Probing Neurons with CLIP Concepts

pipeline for probing

Introduction

Inspection of a complex deep neural network requires a special method. Numerous neurons in the model output signals and identification of the role of the neurons can be done with correlation analysis, that is, if a neuron exhibits positive signals with images of a specific concept, we can say at least the neuron has the conceptual feature. Some might say that the relation is a spurious correlation between the neuron and the concept, but at least we can say there is a positive correlation. An automatic way to conduct this correlation analysis is probing, which learns a simple classification or regression model that inputs an activation of a neuron and outputs a concept. If the probing classifier has a good test accuracy. Then, we can say that some neurons connected to the classifier have positive correlation. To train probing classifiers, we need specifically designed training dataset and testing dataset. This post describes components required to train probing classifiers; dataset construction, experiments, and results of probing.

Datasets

In the task of image classification, labels of images are provided, and we say concepts for the unlabeled features in images. For example, apple images might have a red color concept, and zebra images might have a striped pattern concept. This intuition requires the identification of concepts in images and these methods are mostly done manually by annotators. However, obtaining such images for this simple work is improper and we use an automatic way of obtaining concepts. We use the CLIP model, which computes image-text similarity. CLIP model is a zero-shot classifier that does not require additional training for matching image-concept. We obtain concept probabilities by computing the normalized cosine similarities between an image and concept labels. In this work, we use three concept groups:

Color : [red, yellow, blue, green, none]
Pattern: [zigzagged, striped, dotted, none]
Sex : [male, female, none]

To find a proper concept, we use the label of the form “This image has a concept: <concept>” instead of a single word <concept>.

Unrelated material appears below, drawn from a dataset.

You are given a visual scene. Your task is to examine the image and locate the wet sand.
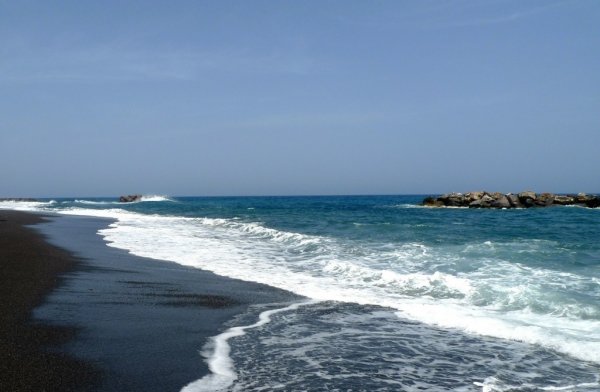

We compute all the normalized probabilities for 50,000 images in the ImageNet1K validation set. We sort the images with the likelihoods for concepts respectively and select 100 upper images for the positive samples. The negative samples are random 200 images in the excluded set of positive samples. Although it is unclear how to sample, and how much to sample negative samples, we believe random 200 samples are enough to present the probing classifiers.

Here are 20 images from the first to 100th image with step size 5.

</tr>


`Red` Concept	`Blue` Concept	`Green` Concept	`Yellow` Concept

`Dotted` Concept	`Striped` Concept	`Zigzagged` Concept

`Female` Concept	`Male` Concept

Models

Trained Model

Probing classifiers are for the identification of neurons which are already trained. For the trained neurons, we use a reproduced MobileNetV2 trained on IamgeNet1K with 1~300 checkpoints. The training script is followed by the recipe in torchvision. We used a single A100 GPU and the progress can be found in the W&B report.

Probing Classifier

Probing classifiers can be categorized by linearity. A linear probing classifier directly learns to map activation of neurons to concepts, while a non-linear probing classifier learns the non-linear interaction between activations to verify the relationship between neurons. Following the work we use ReLU architecture for nonlinear probing classifiers.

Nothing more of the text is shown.